Brienne de Torth arborait un bandage rudimentaire sur sa joue gauche. Pansement qui avait d’ors et déjà viré au rouge du fait de sa blessure reçue un peu plus tôt.
Déjà qu’elle n’était pas bien belle à voir, voilà que les Dieux avaient décidé de l’enlaidir davantage, ne put s’empêcher de penser Jaime et ce avant de s’en vouloir presque aussitôt pour cette réflexion, somme toute, mesquine.
Cette façon de faire appartenait à l’ancien lui. Celui du temps où il se pavanait dans l’arrogance et où il possédait encore ses deux mains qui lui faisaient affirmer que nul n’était en mesure de le défier en combat singulier et que tous auraient indubitablement mordu la poussière.
Enfin presque tous. Ser Arthur Dayne l’aurait défait sans problème tout comme ser Barristan Selmy dit « le Hardi ». La pensée du vieil homme lui remémora Qyburn venu apporter la nouvelle à Cersei quant au trépas de cet homme dont la légende s’étendait sur tout le continent. Savoir qu’un tel chevalier de renom avait péri sous les coups de lâches qui portaient des masques, révoltait toujours Jaime.
Quoiqu’il en était, il ne pouvait continuer à se laisser à médire tout un chacun, Brienne incluse. Qui plus est par le fait qu’il respectait grandement cette femme dont le sens de l’honneur dépassait de loin celui des confrères de Jaime.
« Tout comme en ce qui me concerne, moi le régicide, conclut-il sombrement. »
Toujours est-il que le duo qu’ils formèrent en suivant fit des ravages et plus d’une fois chacun sauva l’autre d’une mort certaine.
« Comment se porte le garçon, s’enquit-il dans un moment d’accalmie. »
Brienne l’observa de coin durant une fraction de seconde mais ce fut amplement suffisant pour que Jaime y perçoive là un regard où se partageait le dégoût et le reproche.

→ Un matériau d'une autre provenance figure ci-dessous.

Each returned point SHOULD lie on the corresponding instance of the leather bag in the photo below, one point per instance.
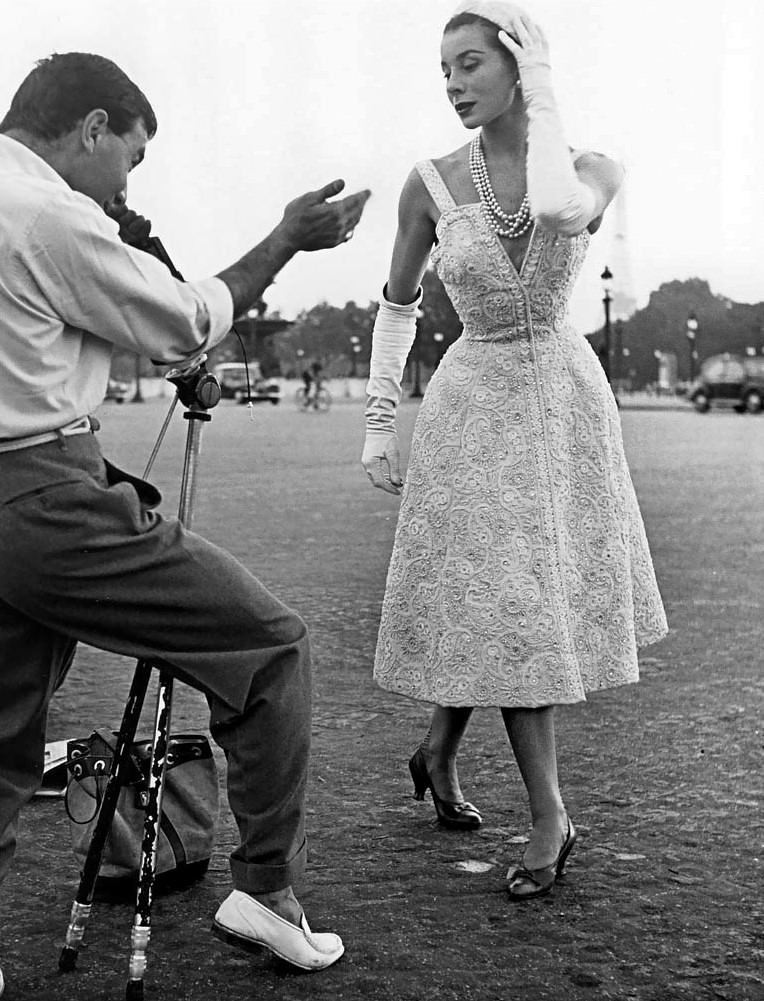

A moins que le fait d’éprouver personnellement ces sentiments négatifs à son endroit lui fit voir ceux-ci dans les yeux de Brienne de Torth.
Dans tous les cas Jaime avait laissé de nombreux gardes pour assurer la protection de Brandon Stark, dont son oncle Edmure Tully trop content d’échapper au gros du conflit. Toutefois, pour une raison qui lui échappait totalement, Brandon Stark était isolé loin de tout avec seulement une poignée d’individus qui étaient supposés le maintenir en vie.
Lorsque Jaime était tombé sur lui, une gamine gisait non loin de Brandon Stark qui y serait probablement resté lui aussi sans l’arrivée providentielle de Jaime et de ses armées. Néanmoins Jaime ne parvenait à chasser de son esprit la lueur de panique qu’il avait décelé dans les yeux du jeune homme alors qu’il était en train de s’enquérir au sujet du principal intéressé.
Qu’importe le nombre d’années qui s’étaient écoulées depuis son geste fatidique, Brandon Stark paraissait ne pas avoir oublié le fait que Jaime était à l’origine de son état. Et même si très vite le garçon avait laissé place à un masque impénétrable pour ne rien laisser filtrer de ses émotions, Jaime conservait en mémoire la réminiscence de cette terreur sans nom qui avait accablé Brandon et il était très probable que cette vision continuerait à le hanter encore longtemps.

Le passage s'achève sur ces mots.